Erasmus took pains in the second edition to correct an immense number of little errors which had crept into the first. But in those points in which it was the expression of the views of the Oxford Reformers, he altered nothing, unless it were to express them more clearly and strongly, or to defend what he had said in the ‘Novum Instrumentum.’
Thus the passage condemned by Luther, in which the resort by theologians to the doctrine of ‘original sin’ was compared to the invention of epicycles by mediæval astronomers, was retained in all essential particulars without modification.[705]
So, too, the passages censured by Eck as inimical to the Augustinian theory of the inspiration of the Scriptures, were not only retained, but amplified, while opportunity was taken to strengthen the arguments in favour of the freer view of inspiration held by the Oxford Reformers.[706]
Again; the main drift and spirit of the body of the work remained unchanged. Its title, however, was altered from ‘Novum Instrumentum’ to ‘Novum Testamentum.’
In speaking of the ‘Novum Instrumentum’ it was observed, that perhaps the most remarkable portion of the work was the prefatory matter, especially the ‘Paraclesis.’
‘Paraclesis.’
This ‘Paraclesis’ remained the same in the second edition as in the ‘Novum Instrumentum,’ including the passages quoted in a former chapter, urging the translation of the New Testament into every language, so that it might become the common property of the ploughman and the mechanic, and even of Turks and Saracens, and ending also with the passage in which Erasmus had so forcibly summed up the value of the Gospels and Epistles, by pointing out how ‘living and breathing a picture’ they presented of Christ ‘speaking, healing, dying, and rising again, bringing his life so vividly before the eye, that we almost seem to have seen it ourselves.’
‘Ratio Veræ Theologiæ.’
Next to the ‘Paraclesis,’ in the first edition, had followed a few paragraphs treating of the ‘method of theological study.’ This in the second edition was so greatly enlarged as to become an important feature of the work. It was also printed separately, and passed through several editions under the title, ‘Ratio Veræ Theologiæ.’
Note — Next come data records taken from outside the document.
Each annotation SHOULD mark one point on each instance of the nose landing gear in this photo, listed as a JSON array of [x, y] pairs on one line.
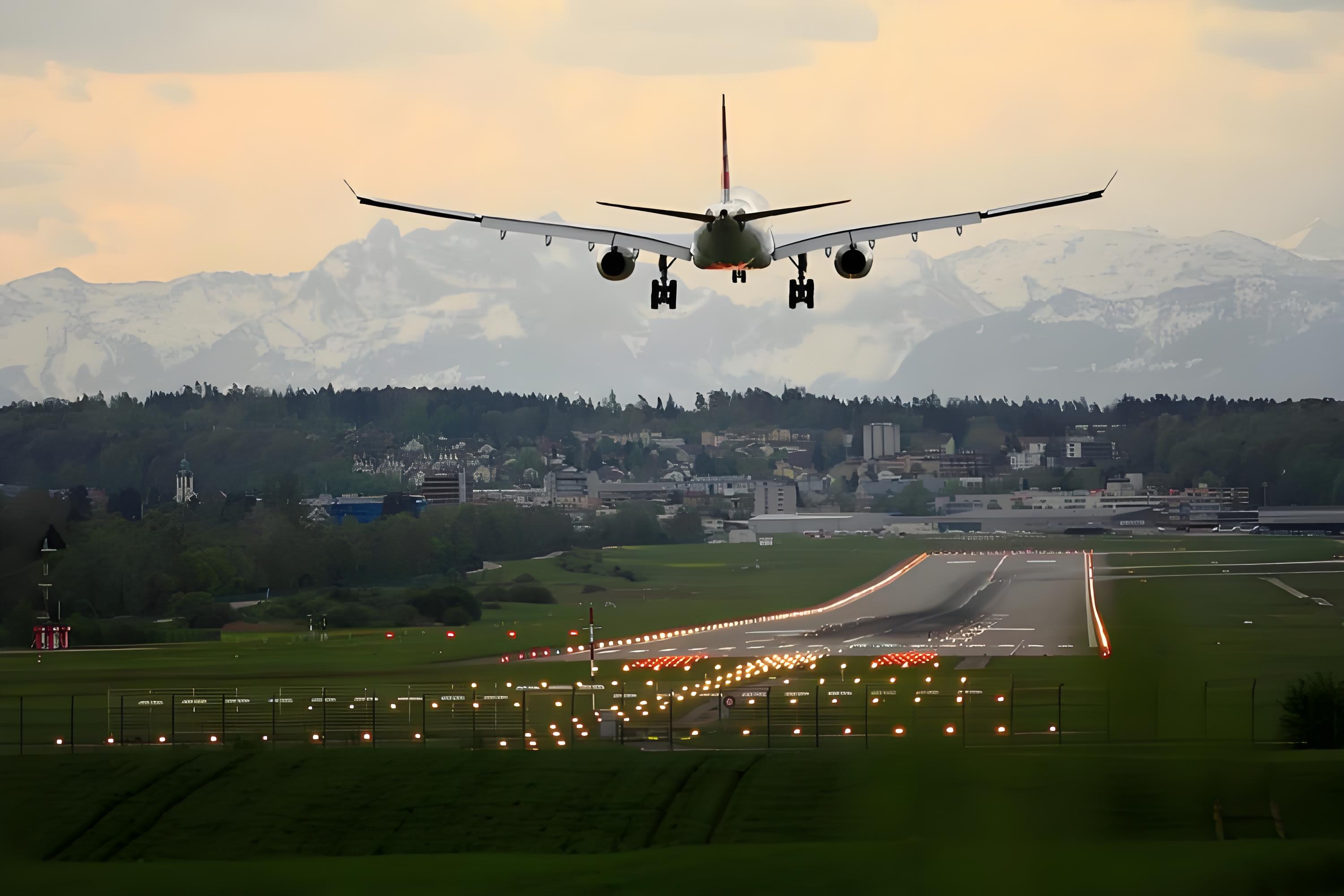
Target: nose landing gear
[[801, 291], [663, 291]]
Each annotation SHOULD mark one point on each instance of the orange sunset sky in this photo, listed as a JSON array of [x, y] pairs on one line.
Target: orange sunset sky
[[147, 140]]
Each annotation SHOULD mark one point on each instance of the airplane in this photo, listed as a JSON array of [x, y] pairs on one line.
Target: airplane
[[729, 237]]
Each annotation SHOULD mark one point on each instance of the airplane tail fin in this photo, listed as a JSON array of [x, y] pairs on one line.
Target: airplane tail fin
[[725, 148]]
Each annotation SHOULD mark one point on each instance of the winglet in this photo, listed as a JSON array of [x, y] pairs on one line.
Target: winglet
[[725, 100]]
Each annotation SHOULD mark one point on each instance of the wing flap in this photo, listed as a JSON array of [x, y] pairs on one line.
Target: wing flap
[[882, 232], [605, 237], [879, 232], [623, 238]]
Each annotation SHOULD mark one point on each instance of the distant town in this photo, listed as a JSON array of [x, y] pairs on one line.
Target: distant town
[[367, 453]]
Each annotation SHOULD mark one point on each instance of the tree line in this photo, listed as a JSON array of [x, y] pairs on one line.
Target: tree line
[[257, 440]]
Erasmus in this treatise pointed out, as he had done before, the great advantages of the study of the New Testament in its original language, and urged that all branches of knowledge, natural philosophy, geography, history, classics, mythology, should be brought to bear upon it, again assigning the reason which he had before given,—‘that we may follow the story, and seem not only to read it but to see it; for it is wonderful how much light—how much life, so to speak—is thrown by this method into what before seemed dry and lifeless.’